Marva is whole and well again today, but not the way we had hoped and prayed for the last 10 years she lived with cancer. My temptation is to be disappointed that God did not act to heal her body -- I imagine how thankful we would have been, how amazed the doctors would have been, and wonder what could God have been thinking?!

But for Marva, to live was Christ. She bore her suffering and pain without complaining, because she was constantly reminded that that her strength did not come from her body but from the Spirit of God living in her. She knew that the worst disease she would ever face had already been cured. In his death on the cross, Jesus broke the hold that sin had on her. And in his resurrection from death, Jesus showed that the cure was complete and permanent.

Marva did not die yesterday. She died to sin and to this world the day she became a Christian, trusting in Jesus Christ's death on her behalf. Yesterday, when the doctors pronounced her dead, Marva became truly alive for all eternity at her Savior's side, to love and worship him without pain and without ceasing.

My Lord and my God, be exalted in my body whether by life or by death, as you have exalted yourself in Marva's life on Earth and her entry to eternal life with you!

Thursday, April 17, 2008

Carry me!

Romans 8.10-11
But if Christ is in you, although the body is dead because of sin, the Spirit is life because of righteousness. If the Spirit of him who raised Jesus from the dead dwells in you, he who raised Christ Jesus from the dead will also give life to your mortal bodies through his Spirit who dwells in you. (ESV)

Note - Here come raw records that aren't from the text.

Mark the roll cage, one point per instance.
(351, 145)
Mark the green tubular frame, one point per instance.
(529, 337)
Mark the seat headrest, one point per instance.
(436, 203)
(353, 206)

I am so thankful for the words that pointed me freshly to the truth in Scriptures like this one. I was driving to work, alive to all outward appearances, when I realized I was listening to my theme song:

Carry me!
I'm just a dead man
lying on the carpet
can't find a heart beat.
Make me breathe!
I wanna be a new man
tired of the old one
off with the old plan

That morning I had been feeling especially dead -- mentally, physically, and spiritually -- until I found myself singing along with the chorus, tears in my eyes. I pray that God will continue to send me (and you!) encouragement like this. It still seems strange to me that being reminded of my inability to do anything good should be anything but depressing. I guess it's all just a part of the topsy-turvy (to our human eyes) Kingdom Jesus preached about.

The world (OK, American can-do culture) tels me I can do anything I want to, that I just need to find my inner strength, that my attitude is everything. The trouble is that even if they're pretty much right, I still wouldn't be able to do anything worthwhile on my own, outside of the precious grace Jesus Christ has bought and secured for my by his death and resurrection! So, I'm so glad that I am frequently reminded of my total inadequacy. It drives me to God, who alone can bring good out of my life that he created, purchased, and rightfully owns.

So, Lord my God, carry me! Make me breathe! You are the only One who can sustain the new man who you have planted in the old man's body.



Dead Man, by Jars of Clay, is on their Good Monsters album.